Let $S_n$ be the Permutation group on ${1,...,n}$ , where $n\in \mathbb{N}$, and let $H$ be a subgroup of $S_{n+m}$,where $\sigma\in H$ iff for each $1 \le i \le n \ : \ 1 \le \sigma(i) \le n$ .
Prove that $H$ is isomorphic to $S_n\times S_m$.
My attempt:
Let $\phi(\sigma):H\to S_n\times S_m$ be: $(\sigma_1,\sigma_2)$ where :
$\sigma_1(i):[n]\to [n] , \sigma_1(i) = \sigma(i)$
$\sigma_2(j):[m]\to [m] , \sigma_2(j)=\sigma(j)$
How can I prove that it's a bijection?
Or maybe it isn't at all?
I can't guess what $[m]$ means, but I presume that your $\sigma$ is
\begin{align} \phi(\sigma)=(\sigma |_{\{1,\cdots,n\}} , \sigma|_{\{{1',\cdots,m'\}}})\end{align} where we consider $S_{n+m}$ as the permutation group of $\{1,\cdots,n,1',\cdots,m'\}$.

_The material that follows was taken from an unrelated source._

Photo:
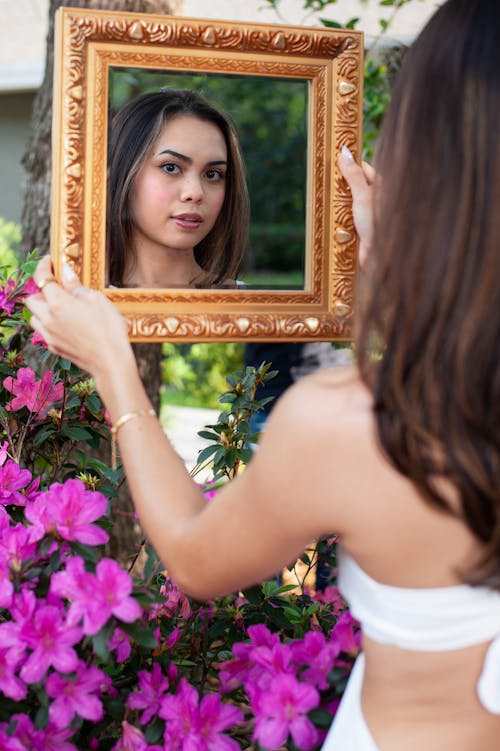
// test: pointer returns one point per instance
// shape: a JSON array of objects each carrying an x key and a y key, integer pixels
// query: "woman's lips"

Since $|H|=|S_n \times S_m |$, showing injectivity will be suffice. This follows
\begin{align} \phi(\sigma)=id &\Leftrightarrow \sigma |_{\{1,\cdots,n\}}=id|_{\{1,\cdots,n\}} \,\;\mathrm{and}\;\, \sigma|_{\{{1',\cdots,m'\}}} =id|_{\{1',\cdots,m'\}}\\ &\Leftrightarrow \sigma=id \end{align} where $id$ is the identity function on $\{1,\cdots,n,1',\cdots,m'\}$.